As a dairy farmer, I am struck by the parallels between lilac and Red and White Holsteins. U.S. Holsteins have registrations and a breed association going back to around 1880. From then until about 1975, color standards were quite rigorous. Red and Whites were not allowed to be registered. Prestigious breeders adamantly denied EVER having such crossbred looking animals...and often killed the red calves at birth or gave them away after extracting a promise that no one would find out where they came from. During the ' 70s, an active export market to countries that offered a premium for red and whites suddenly made it a pretty good idea to accept R&W Holsteins along with the Black and Whites for registrations. During the 1970s, efforts to developed red coloration in herds were quite successful. For one hundred years prior to this, there were NO registered R&W Holsteins. So, for one hundred years, the gene for red stayed submerged in the gene pool. Red coloration in Holsteins is a simple recessive to black. [Does this sound familiar? For the record, crosses to Ayrshires do not come out productive enough to make it worthwhile, so this was not a consideration.]

What we know of the history of Jacob sheep is a history of segregation into a number of isolated breeding groups. I remember a conversation with Edd Bissell in which he related that one of the early flocks of American Jacob sheep were lilac and maintained as an inbred group because the breeder did not like the confirmation of the outcrosses that he tried...not necessarily because he liked lilac. Isolation and inbreeding have been key to the development of abnormalities due to recessive genes. In many ways, the Jacob sheep that we have now are the most homogenous and the most "purebred" that they have ever been due to intermingling and standardization through the breed standards. This outcrossing tends to make animals more 'average'. Interestingly, there were probably more Jacob sheep imported into the North America than there were Holstein cattle. This does not mean that there is more genetic diversity in Jacobs than in Holsteins. Holstein breeders have practiced breeding programs that utilized alternately inbreeding and then outcrossing of bloodlines, thereby providing a chance to recombine the DNA that was available. This together with the large numbers of animals in the Holstein breed gives them the most genetic diversity of the dairy breeds. There is MORE genetic diversity in Holsteins now than in 1900.

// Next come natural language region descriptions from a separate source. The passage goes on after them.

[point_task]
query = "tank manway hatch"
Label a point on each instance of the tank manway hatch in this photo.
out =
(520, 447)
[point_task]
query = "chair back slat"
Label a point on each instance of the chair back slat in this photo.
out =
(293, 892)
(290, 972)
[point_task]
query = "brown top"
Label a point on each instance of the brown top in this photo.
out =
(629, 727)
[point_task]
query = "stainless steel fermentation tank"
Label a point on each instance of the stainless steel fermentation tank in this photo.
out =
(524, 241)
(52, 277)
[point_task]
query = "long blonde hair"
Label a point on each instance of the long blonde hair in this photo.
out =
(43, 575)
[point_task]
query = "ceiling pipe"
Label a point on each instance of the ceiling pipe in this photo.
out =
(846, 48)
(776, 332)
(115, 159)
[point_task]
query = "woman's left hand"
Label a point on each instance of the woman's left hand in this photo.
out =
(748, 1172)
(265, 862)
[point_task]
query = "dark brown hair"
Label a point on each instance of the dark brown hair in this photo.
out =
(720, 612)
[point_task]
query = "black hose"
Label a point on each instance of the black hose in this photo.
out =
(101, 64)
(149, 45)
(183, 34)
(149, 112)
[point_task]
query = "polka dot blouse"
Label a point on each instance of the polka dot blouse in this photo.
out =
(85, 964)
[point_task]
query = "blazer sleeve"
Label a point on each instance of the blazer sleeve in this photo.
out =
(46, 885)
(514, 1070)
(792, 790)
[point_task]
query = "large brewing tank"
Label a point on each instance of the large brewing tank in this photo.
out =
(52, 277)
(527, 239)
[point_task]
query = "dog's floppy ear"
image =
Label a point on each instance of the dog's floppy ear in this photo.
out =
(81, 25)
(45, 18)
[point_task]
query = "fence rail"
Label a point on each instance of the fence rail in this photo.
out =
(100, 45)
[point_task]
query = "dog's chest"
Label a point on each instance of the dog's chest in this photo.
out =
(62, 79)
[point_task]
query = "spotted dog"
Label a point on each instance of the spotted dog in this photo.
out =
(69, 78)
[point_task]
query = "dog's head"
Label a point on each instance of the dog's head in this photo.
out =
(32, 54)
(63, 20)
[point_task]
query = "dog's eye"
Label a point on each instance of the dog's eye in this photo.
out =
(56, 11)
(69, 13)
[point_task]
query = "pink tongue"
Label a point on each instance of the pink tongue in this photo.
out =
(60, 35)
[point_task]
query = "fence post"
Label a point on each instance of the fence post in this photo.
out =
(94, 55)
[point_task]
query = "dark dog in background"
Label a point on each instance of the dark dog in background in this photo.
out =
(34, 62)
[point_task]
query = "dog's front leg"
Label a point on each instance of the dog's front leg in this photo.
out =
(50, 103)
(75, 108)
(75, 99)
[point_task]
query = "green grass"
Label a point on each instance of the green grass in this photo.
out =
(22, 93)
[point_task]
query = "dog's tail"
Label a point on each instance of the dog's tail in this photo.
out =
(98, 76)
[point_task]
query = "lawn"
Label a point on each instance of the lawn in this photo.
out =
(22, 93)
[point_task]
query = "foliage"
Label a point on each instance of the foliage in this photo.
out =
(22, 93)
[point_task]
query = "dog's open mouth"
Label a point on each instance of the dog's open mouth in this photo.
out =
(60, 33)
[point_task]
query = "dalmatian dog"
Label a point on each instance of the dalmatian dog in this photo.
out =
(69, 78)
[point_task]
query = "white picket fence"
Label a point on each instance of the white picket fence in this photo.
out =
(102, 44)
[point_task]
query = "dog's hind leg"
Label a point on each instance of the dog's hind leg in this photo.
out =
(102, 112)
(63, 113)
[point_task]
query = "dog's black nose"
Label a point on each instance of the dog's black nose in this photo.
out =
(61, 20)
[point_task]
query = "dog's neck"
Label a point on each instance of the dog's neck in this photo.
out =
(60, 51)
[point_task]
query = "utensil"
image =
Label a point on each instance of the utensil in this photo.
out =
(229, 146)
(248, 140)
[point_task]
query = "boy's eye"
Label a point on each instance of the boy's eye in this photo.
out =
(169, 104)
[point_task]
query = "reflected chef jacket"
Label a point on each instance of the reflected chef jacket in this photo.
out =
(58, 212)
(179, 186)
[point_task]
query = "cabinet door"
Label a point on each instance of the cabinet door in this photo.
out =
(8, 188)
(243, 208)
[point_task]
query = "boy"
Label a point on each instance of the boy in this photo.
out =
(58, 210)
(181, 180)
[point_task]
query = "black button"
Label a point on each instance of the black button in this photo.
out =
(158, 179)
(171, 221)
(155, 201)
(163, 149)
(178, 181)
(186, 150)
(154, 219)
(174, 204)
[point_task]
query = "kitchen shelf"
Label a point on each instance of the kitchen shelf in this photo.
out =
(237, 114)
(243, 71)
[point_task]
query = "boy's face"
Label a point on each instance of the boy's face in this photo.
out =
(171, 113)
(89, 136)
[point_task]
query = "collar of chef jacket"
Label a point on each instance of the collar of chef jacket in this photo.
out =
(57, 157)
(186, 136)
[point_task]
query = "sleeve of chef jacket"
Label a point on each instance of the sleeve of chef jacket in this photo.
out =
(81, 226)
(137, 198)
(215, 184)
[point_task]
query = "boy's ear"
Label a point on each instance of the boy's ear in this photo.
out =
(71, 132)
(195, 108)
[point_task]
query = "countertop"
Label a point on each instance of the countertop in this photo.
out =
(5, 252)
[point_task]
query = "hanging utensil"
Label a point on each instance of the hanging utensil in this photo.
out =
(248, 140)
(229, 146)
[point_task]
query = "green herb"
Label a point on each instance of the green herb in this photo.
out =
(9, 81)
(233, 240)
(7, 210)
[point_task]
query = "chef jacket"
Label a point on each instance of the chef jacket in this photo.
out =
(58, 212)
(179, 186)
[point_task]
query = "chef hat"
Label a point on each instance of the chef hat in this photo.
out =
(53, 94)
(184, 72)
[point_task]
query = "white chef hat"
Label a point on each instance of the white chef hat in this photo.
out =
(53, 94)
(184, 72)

For all practical purposes, all breeds start out as crossbreeds. They are reselected over time for genetic conformity. The key is to see WHEN a breed is first designated as purebred. Jacob sheep are no different, even though the breed origin predates most modern breeds. [I do not know that anyone paid a lot of attention to distinct breeds before 1800, and most breeds date to the mid-1800s.]  Then too, at the time of the origin of these breeds, fences served primarily to keep the beasts OUT of the garden. Woven wire and multiple stranded high tensile fences were far in the future. The Jacob sheep may well have started as simply the piebald variant of the basic Viking sheep. There has been some debate about northern European or Mediterranean origin of Jacobs, my own guess is that it is most likely that they are 'Viking' flocks that had similar looking "collected" rams added to them from all that traveling and colonizing that the British did. Jacob sheep were a collector's item in which oddity and diversity were prized and preserved. 

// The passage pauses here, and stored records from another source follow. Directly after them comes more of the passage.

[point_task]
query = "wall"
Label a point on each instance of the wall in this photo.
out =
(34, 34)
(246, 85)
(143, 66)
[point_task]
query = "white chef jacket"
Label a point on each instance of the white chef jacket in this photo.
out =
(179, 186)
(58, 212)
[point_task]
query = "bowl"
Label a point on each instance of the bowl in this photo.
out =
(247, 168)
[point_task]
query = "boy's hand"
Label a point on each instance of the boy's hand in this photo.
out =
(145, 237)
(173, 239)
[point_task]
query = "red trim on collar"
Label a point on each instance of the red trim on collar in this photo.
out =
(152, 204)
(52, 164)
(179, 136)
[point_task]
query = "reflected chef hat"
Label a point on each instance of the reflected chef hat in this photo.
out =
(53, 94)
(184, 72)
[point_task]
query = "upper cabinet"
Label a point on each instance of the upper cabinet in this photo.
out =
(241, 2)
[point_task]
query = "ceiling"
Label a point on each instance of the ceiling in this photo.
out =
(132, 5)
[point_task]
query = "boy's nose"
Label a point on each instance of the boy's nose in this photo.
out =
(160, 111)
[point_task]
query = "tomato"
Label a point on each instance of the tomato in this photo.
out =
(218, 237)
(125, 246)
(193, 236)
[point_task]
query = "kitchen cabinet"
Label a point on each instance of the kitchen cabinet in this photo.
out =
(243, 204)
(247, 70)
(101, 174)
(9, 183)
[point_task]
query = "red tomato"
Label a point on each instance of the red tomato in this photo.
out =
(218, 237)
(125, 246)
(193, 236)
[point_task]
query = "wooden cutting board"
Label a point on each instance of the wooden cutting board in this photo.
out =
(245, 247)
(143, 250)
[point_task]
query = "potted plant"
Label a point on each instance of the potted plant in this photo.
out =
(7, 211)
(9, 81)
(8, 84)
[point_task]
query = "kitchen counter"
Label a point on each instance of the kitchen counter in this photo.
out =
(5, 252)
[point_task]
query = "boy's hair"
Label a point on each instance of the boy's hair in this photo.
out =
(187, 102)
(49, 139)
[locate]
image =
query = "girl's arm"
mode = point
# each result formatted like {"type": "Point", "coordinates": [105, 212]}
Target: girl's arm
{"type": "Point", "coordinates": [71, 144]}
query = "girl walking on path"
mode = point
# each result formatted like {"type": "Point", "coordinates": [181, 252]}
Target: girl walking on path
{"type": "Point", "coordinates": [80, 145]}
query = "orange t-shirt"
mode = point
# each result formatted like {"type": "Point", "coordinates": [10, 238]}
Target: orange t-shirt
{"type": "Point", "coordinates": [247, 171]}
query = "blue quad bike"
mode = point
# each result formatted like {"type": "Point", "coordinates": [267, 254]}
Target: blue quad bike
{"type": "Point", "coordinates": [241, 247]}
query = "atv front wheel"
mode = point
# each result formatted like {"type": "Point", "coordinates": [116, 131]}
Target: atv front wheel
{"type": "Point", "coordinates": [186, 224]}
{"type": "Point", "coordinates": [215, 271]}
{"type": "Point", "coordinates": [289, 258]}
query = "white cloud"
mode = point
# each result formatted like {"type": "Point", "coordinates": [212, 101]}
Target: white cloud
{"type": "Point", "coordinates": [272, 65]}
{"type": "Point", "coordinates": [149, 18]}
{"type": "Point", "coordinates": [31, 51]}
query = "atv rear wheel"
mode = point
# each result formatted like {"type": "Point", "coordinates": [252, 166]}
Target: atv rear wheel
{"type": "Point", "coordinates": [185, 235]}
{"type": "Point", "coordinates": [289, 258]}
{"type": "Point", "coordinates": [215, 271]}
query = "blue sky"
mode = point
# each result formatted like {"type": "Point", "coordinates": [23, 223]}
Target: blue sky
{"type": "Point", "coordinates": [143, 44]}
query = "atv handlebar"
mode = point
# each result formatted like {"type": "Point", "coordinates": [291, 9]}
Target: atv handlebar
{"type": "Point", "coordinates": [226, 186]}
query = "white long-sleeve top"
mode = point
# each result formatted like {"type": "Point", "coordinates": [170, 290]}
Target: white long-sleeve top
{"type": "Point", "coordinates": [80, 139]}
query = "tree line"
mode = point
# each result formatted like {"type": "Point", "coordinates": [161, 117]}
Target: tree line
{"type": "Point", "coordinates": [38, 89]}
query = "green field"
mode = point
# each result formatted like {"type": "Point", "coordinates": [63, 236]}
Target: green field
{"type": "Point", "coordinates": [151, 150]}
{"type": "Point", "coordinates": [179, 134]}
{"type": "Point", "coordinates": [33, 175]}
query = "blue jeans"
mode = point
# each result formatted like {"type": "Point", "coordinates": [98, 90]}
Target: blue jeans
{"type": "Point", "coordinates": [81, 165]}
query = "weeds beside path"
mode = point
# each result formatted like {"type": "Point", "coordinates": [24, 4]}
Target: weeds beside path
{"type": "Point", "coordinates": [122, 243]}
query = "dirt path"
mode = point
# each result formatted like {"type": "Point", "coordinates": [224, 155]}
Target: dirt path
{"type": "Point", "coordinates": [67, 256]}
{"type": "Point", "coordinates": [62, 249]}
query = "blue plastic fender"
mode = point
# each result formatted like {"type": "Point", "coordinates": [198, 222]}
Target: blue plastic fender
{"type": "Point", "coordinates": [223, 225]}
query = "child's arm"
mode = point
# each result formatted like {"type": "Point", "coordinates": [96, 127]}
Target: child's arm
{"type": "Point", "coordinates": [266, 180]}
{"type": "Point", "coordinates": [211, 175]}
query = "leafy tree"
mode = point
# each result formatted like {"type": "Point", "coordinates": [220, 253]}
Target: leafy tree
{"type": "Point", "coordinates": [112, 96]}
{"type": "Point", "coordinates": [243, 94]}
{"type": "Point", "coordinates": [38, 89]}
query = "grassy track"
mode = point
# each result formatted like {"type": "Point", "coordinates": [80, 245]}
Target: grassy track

All of this is to say that the lilac gene is as intrinsic to the Jacob breed as is the red color gene is to Holstein. Color is a superficial trait, and is governed by a handful of genes. [Similar comments can be made about recessive traits that affect horn development. They may not be desirable, but these traits are impossible to use to differentiate authentic animals with a high degree of certainty,] If we were to suddenly get rich and sequence the genome, "lilac" would be a bare blip in the gene pool difference between Jacob and the other breeds. If you really want to see a difference, look at the pelvic structure of American Jacobs, the flat and dense bone, unique fleece characteristics, body confirmation...

Neal Grose 
North Carolina

PS: I just have to add, after mentioning that I am a dairy farmer, that the recent price increase in milk IN NO WAY reflects the farm price of milk. Milk has gone UP 30-40 cents here...and the farm price we get has gone DOWN 30% in the last year!